With respect to the first question presented, the Court concludes that the claimants did have a compensable interest in the land taken in this proceeding by virtue of the restrictive covenants in their deeds.

II. As to the measure of the compensation to be paid to the claimants in this proceeding, the Court will instruct the jury that they are entitled to be compensated for the diminution in the value of their lots as a result of the extinguishment of the equitable servitude in the land taken by the government.[6] United States v. 11.06 Acres of Land, supra 89 F.Supp. at 860, 861; 2 American Law of Property, op. cit. supra § 9.40 at 450. Under accepted principles, the jury will be instructed that such diminution is to be measured by the difference in the fair market value of their property immediately before and immediately after the taking. United States v. 11.06 Acres of Land, supra.

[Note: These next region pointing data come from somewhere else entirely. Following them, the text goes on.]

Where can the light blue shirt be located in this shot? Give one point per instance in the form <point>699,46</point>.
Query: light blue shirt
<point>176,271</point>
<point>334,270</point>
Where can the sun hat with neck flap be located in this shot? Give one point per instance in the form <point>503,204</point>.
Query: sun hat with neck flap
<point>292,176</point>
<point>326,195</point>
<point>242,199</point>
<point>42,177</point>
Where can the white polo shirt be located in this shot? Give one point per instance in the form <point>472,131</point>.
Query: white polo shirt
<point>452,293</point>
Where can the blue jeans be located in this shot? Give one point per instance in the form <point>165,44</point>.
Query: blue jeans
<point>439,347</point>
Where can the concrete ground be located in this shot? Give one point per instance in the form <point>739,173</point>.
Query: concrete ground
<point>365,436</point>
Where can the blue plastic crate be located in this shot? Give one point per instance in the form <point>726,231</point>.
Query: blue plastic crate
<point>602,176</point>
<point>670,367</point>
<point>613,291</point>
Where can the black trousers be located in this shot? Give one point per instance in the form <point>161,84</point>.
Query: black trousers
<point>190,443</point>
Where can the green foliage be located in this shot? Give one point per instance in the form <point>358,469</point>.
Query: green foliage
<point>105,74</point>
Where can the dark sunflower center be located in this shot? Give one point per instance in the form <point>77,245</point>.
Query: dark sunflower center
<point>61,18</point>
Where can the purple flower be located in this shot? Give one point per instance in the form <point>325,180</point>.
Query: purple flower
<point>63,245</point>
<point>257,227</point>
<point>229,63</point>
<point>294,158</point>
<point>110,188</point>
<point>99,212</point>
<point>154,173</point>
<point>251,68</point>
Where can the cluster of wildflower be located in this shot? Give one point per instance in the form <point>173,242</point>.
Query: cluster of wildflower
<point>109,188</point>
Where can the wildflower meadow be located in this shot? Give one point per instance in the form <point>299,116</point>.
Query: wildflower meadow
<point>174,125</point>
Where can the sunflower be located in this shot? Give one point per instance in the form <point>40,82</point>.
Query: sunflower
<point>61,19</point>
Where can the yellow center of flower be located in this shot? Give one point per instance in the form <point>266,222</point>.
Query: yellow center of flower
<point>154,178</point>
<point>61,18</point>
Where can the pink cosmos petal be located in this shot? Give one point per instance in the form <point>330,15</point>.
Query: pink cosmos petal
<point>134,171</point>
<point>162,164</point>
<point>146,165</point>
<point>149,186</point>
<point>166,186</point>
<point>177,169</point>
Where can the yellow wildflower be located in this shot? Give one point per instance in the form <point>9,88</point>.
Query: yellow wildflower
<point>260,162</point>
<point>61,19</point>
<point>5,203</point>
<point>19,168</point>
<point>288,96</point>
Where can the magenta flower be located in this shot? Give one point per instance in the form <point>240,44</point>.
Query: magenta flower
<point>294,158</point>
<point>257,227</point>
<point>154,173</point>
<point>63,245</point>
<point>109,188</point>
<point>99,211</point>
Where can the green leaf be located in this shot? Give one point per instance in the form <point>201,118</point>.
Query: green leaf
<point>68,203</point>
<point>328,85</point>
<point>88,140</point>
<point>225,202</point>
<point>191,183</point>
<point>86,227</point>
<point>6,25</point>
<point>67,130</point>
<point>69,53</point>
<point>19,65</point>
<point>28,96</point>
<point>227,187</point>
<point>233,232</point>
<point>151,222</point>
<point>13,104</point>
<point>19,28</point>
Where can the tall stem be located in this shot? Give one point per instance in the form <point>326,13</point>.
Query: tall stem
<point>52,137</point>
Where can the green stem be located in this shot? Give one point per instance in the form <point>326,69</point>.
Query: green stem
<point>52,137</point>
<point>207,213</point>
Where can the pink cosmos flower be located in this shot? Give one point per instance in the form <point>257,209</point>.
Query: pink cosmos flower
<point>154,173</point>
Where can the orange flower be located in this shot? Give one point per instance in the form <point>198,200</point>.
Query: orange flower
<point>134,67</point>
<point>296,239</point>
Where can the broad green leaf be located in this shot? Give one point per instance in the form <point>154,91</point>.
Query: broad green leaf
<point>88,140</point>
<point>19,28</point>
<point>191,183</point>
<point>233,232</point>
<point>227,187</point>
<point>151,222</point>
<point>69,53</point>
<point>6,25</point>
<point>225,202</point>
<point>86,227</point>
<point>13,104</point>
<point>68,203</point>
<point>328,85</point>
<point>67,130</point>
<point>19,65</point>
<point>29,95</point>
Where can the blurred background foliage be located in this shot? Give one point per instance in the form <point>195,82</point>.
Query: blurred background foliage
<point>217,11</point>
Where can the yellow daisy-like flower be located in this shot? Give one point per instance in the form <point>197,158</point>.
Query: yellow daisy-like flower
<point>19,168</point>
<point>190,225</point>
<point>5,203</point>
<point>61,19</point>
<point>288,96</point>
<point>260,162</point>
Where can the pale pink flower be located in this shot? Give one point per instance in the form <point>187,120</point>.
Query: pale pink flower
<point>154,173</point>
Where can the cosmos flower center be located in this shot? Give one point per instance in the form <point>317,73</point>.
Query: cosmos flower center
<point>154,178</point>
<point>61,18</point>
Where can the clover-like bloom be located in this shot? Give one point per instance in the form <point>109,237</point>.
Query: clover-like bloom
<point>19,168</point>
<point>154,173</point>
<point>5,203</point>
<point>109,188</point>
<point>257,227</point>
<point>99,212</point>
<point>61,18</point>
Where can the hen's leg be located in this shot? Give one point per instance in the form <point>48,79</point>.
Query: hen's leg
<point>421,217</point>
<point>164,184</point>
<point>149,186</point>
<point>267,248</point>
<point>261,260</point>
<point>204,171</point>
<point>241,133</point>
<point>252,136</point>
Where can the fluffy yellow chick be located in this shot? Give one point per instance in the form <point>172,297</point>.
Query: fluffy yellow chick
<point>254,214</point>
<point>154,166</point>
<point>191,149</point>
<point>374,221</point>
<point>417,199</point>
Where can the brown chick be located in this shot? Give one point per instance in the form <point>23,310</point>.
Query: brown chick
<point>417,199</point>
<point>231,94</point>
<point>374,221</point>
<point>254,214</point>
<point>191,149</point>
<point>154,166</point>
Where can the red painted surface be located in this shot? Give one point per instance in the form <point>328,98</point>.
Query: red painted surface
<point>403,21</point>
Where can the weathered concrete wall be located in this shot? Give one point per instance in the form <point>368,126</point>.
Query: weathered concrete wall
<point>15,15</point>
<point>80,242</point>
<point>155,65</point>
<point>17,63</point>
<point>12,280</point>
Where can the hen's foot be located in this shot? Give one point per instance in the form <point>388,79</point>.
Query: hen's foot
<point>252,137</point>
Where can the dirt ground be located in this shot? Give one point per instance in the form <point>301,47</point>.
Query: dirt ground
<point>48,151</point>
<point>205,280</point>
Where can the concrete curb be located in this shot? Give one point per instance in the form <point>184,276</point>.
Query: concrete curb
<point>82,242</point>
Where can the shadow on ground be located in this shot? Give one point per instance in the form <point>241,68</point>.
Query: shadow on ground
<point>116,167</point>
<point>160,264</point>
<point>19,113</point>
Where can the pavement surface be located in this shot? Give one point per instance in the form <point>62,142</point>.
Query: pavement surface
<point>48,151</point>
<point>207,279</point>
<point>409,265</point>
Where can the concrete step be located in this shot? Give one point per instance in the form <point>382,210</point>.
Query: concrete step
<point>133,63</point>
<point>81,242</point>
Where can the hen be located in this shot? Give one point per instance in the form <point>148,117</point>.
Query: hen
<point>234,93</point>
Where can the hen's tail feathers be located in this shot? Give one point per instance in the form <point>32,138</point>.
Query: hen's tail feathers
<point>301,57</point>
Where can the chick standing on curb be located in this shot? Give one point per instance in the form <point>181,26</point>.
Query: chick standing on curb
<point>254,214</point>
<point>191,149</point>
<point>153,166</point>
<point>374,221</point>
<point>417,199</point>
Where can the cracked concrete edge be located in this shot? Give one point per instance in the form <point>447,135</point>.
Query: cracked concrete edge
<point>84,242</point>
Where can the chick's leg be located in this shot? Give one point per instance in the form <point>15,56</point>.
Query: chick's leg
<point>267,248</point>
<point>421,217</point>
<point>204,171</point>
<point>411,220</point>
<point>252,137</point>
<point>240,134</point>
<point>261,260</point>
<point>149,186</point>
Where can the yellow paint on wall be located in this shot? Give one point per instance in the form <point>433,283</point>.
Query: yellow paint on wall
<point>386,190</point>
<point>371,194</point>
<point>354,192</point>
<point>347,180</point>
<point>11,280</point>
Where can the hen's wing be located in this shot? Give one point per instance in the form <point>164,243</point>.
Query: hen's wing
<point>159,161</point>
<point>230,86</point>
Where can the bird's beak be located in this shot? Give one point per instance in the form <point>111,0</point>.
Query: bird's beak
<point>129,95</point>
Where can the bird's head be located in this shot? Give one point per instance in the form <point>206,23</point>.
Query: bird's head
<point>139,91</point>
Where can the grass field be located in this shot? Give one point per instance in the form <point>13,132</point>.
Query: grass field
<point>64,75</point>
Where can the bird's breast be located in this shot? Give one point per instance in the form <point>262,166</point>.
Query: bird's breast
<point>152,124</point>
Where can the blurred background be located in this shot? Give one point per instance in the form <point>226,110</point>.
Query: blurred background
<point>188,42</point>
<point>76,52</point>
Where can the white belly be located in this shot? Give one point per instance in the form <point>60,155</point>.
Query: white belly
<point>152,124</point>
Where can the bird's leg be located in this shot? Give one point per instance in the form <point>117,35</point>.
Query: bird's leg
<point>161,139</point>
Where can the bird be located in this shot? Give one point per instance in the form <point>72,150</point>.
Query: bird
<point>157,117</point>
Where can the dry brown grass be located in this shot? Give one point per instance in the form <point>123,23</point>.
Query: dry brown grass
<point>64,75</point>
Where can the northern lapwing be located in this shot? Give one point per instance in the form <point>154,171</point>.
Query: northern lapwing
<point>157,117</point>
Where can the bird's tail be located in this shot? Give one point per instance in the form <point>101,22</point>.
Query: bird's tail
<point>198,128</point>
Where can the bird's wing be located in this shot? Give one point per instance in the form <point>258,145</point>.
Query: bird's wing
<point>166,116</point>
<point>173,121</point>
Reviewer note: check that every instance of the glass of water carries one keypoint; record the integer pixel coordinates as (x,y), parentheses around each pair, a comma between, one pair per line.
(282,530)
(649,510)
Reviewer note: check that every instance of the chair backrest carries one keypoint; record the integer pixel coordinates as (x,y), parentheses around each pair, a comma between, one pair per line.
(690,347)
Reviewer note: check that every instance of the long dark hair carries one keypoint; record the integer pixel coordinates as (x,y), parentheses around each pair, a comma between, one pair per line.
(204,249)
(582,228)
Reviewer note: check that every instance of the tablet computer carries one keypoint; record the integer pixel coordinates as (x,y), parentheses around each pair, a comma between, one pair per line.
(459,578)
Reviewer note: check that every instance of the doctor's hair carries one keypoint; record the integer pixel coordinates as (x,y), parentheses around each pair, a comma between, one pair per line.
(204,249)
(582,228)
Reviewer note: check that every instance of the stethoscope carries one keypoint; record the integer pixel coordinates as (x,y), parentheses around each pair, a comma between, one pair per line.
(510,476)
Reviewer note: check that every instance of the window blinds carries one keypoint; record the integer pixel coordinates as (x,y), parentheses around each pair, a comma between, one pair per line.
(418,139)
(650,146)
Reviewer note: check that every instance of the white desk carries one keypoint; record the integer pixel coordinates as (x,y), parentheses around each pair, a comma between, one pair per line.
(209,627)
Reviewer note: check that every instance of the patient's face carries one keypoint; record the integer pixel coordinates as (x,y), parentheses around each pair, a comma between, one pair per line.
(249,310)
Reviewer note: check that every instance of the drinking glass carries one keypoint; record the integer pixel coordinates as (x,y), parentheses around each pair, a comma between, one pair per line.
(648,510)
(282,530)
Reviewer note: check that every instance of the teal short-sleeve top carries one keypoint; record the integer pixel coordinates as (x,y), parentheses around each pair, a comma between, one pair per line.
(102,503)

III. With respect to the third question which the parties have asked the Court to resolve at this time, the Court is unable to say, on the basis of the record presently before it, whether or not the so-called "Pond" area as shown on the Plan was dedicated as a pond for the benefit of the numbered lots. Under Maine law, as elsewhere, dedication turns primarily upon the intent of the owner of the property. Northport Wesleyan Grove Camp Meeting Ass'n v. Andrews, 104 Me. 342, 71 A. 1027, 20 L.R.A.,N.S., 976 (1908). The stipulation of facts is barren of any evidence from which such intent can be determined.

NOTES

[1] Lot 6 was subsequently conveyed to Aline E. Anthony and Sidney S. Anthony in October, 1961.

[2] The complaint as against M. Haynes Wheeler was dismissed without prejudice.

[3] There is no suggestion in the Maine cases that the relative times of acquisition have any bearing on these rights. However, in situations similar to the present one, in which the deeds to the claimants antedated the deed to the Bishop, the courts have consistently held, despite the analytical difficulties presented, that a prior purchaser has an enforceable right against those subsequently acquiring land from the original grantor, the most widely accepted basis being the existence of an "implied reciprocal servitude." 2 American Law of Property §§ 9.30, 9.34 (1952).

[4] The cases are collected in 2 Nichols, Eminent Domain § 5.73 (3d ed. 1950).

[5] In view of the development of the law in the intervening years, this Court does not feel bound by the remarks of the Court of Appeals in Wharton v. United States, supra, which were clearly pure dicta to the extent that they included comment upon the problem here presented.

[6] Since, as noted above, the deed to Lot 18 and the southerly half of Lot 16 contained no restriction, the claimant Helen F. Bragg is not entitled to any compensation for any diminution in the value of this property resulting from the government taking.